Villamor, 50, a stringer for local tabloid Dos Kantos Balita, was shot dead on Saturday, November 14, in an alleged “encounter” with elements of the Scout Platoon – 2nd Infantry Battalion of the Philippine Army led by a certain 2nd Lieutenant Maydim Jomadil at a checkpoint in Brgy. Matanglad, Milagros, Masbate. According to a spot report of the incident by Milagros Municipal Police Station chief Major Aldrin Rosales, the soldiers were allegedly scouting the area for five armed men — one of the suspects, they claimed, was Villamor — and that Villamor supposedly drew a gun from his waist and opened fire when he was ordered to stop his motorcycle at the checkpoint, leading the military to shoot him.

The police and military also claimed that Villamor was a member of the New People’s Army, but his colleagues in the National Union of Journalists of the Philippines (NUJP) disputed the soldiers’ claims and version of the incident. They asserted that according to reports from their sources, Villamor went to Brgy. Matanglad with four surveyors from Legazpi City, Albay to cover a survey on a land dispute in the area. Following Villamor’s killing, Masbate Provincial Board Member Jamon Jardi Espares called for an investigation into what he described as a string of killings in “alleged encounters” with the military, with village officials as among the victims. Villamor is the 19th journalist slain under the Duterte administration according to the NUJP.

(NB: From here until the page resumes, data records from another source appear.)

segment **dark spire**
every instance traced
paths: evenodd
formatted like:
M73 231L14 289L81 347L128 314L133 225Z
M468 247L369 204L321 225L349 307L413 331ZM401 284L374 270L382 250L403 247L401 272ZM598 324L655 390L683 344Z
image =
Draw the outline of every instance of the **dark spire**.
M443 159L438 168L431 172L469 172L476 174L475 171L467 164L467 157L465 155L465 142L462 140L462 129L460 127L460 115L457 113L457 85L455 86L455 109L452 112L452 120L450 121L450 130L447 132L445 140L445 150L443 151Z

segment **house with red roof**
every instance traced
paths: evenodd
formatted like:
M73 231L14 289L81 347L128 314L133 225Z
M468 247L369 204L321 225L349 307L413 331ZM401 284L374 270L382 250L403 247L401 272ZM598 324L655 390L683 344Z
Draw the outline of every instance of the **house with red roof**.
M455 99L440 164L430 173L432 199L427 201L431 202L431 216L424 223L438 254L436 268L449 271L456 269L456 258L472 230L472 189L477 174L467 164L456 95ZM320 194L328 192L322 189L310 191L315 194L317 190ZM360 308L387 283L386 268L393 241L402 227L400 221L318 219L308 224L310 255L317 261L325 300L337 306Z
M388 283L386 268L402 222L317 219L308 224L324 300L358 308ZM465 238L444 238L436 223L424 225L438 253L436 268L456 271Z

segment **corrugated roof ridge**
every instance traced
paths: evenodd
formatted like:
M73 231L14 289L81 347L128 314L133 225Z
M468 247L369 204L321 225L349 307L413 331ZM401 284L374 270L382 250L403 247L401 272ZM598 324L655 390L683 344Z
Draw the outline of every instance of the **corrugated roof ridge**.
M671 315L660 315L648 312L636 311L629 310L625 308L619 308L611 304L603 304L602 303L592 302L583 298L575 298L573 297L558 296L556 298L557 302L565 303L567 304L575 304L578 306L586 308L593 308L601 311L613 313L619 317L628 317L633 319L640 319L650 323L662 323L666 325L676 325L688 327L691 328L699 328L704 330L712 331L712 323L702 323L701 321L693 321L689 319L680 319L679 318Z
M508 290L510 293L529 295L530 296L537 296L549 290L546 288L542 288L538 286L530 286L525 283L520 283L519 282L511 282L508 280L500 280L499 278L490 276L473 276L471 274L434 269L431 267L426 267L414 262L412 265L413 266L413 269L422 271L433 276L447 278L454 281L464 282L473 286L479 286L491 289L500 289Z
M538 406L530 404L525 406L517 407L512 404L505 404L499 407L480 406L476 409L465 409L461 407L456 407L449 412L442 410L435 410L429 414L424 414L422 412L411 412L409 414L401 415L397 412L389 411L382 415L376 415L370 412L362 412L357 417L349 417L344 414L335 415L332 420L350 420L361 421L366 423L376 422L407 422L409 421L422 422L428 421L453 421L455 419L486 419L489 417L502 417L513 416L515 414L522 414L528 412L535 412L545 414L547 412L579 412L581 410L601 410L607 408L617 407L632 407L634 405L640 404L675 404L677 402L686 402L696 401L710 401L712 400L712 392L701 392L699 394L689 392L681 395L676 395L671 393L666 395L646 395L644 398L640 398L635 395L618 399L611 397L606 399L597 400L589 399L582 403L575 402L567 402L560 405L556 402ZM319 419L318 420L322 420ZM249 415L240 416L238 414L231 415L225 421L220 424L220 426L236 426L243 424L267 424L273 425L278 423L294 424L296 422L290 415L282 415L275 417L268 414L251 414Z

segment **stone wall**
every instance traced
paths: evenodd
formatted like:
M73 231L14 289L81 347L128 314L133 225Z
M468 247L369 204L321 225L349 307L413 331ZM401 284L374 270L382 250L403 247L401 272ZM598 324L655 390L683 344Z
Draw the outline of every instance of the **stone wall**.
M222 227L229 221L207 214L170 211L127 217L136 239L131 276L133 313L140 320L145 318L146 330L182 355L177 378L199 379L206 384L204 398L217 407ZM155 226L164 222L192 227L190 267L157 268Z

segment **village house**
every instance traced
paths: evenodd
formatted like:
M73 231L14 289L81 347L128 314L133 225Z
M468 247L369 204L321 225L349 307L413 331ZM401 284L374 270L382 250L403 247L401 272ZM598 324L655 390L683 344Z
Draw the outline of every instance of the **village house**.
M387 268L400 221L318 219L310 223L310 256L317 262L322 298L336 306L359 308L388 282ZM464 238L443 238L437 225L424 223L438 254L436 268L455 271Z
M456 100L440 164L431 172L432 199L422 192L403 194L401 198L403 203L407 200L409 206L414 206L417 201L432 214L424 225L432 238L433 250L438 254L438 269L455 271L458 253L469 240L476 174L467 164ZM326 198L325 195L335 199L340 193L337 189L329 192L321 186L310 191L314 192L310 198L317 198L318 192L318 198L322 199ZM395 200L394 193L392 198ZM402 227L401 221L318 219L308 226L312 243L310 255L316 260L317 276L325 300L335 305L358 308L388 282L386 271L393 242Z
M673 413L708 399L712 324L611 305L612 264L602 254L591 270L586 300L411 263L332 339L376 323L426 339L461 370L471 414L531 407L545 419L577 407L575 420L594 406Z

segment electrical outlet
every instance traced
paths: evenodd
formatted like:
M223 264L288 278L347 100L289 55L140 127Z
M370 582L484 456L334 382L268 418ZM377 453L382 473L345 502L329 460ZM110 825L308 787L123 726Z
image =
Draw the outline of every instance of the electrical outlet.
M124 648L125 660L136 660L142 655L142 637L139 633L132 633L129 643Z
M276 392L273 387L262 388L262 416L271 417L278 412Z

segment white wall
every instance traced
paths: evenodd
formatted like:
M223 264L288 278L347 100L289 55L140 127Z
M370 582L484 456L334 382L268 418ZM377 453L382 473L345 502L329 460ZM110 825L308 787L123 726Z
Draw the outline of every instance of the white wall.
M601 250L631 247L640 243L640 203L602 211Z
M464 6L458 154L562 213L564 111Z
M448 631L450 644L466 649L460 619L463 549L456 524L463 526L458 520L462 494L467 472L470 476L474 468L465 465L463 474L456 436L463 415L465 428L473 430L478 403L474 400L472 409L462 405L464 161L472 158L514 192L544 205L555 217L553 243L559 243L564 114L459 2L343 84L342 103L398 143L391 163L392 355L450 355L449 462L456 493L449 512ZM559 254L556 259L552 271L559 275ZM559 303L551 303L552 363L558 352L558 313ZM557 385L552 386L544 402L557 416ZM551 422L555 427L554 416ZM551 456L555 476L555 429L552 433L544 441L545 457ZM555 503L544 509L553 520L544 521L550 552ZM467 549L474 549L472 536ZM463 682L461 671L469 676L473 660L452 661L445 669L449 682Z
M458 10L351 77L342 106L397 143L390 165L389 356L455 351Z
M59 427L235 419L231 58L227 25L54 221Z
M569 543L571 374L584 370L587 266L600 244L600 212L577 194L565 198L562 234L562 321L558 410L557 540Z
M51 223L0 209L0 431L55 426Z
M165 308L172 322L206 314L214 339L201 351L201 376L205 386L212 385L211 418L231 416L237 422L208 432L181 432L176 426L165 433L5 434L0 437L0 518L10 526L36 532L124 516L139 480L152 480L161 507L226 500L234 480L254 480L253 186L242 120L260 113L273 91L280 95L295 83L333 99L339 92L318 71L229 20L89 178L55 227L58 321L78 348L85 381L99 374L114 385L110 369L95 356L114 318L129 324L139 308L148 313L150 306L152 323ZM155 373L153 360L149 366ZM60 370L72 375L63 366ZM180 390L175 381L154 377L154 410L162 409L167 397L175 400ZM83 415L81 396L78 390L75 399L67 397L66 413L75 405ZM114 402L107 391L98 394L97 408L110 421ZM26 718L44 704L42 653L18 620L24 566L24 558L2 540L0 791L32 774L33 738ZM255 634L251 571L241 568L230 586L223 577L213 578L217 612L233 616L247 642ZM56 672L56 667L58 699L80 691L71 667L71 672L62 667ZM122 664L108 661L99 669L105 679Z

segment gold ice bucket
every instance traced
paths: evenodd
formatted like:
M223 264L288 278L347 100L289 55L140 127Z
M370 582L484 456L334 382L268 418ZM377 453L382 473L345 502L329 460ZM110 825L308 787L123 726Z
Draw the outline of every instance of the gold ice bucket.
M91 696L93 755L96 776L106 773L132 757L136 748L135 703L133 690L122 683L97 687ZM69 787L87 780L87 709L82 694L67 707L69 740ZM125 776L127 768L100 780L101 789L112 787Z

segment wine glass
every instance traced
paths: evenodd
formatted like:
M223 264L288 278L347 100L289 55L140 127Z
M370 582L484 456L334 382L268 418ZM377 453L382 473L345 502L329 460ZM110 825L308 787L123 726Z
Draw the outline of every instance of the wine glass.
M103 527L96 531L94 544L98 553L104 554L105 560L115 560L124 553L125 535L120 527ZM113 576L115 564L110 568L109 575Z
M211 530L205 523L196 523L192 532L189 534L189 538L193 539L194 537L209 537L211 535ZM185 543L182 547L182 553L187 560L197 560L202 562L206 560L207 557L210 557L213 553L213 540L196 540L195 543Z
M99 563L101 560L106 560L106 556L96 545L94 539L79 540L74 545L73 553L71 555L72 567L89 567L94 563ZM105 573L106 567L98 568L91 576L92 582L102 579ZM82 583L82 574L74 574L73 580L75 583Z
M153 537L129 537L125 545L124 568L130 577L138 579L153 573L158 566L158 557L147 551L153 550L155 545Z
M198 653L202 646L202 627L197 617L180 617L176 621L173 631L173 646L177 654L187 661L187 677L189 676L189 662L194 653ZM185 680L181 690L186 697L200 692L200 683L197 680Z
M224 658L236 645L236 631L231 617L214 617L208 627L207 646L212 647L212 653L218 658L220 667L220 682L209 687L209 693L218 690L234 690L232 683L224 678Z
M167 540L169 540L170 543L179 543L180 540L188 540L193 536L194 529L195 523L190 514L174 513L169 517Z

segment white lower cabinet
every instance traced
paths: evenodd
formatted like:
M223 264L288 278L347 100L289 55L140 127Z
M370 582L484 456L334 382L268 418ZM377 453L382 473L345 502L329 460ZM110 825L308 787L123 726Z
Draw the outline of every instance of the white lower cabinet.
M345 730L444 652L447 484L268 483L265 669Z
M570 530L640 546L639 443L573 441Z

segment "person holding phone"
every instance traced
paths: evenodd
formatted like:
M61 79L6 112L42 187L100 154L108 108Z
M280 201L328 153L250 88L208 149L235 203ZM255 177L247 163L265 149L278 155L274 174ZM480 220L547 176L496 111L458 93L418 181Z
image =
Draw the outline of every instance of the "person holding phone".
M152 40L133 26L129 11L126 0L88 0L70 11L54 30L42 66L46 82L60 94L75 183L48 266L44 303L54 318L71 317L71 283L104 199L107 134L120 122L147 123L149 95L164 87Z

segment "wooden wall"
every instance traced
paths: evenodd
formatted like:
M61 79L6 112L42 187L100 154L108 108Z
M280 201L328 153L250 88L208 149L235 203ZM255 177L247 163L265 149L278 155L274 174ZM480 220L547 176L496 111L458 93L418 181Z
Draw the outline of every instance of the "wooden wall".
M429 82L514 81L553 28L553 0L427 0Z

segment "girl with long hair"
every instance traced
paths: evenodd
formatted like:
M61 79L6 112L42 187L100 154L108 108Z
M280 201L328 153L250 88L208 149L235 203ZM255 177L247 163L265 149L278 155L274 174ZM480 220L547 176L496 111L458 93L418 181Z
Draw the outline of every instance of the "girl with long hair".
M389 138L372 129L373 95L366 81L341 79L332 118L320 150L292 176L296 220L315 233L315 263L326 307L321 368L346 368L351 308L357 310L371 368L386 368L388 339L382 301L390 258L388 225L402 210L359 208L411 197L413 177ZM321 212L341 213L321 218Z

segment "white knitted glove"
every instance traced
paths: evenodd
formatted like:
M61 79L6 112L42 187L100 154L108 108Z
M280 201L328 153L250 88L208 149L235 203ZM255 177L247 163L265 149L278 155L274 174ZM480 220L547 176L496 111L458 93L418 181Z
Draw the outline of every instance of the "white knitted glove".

On the same day, Buisan, 60, president of the General Luna chapter of copra farmers organization Coco Levy Funds Ibalik a Amin (CLAIM) – Quezon, was gunned down by riding-in-tandem assailants, at Brgy. Santa Maria, Catanuan, Quezon. “Tatay Mando,” as he was known, had been leading farmers in resisting the privatization of the coco levy funds and asserting that farmers should be the funds’ beneficiaries.

Palabay said that “brazen killings like this will become even more brutal and be committed with more impunity now that notorious human rights violator Major General Debold Sinas has been sworn in as the new chief of the Philippine National Police. State forces are now being emboldened to kill anyone who stands in their way.”

“As we condole with the families of Ronnie Villamor and Armando Buisan, we call for an urgent investigation into their killing. We demand justice for their deaths and for all victims of extrajudicial killings in the Philippines, and we will not stop in the fight to hold accountable the perpetrators of these cold-blooded murders and those that actively enable and encourage these acts of violence and injustice. These killings want to send a message of fear, but we will not be cowed,” the Karapatan officer ended.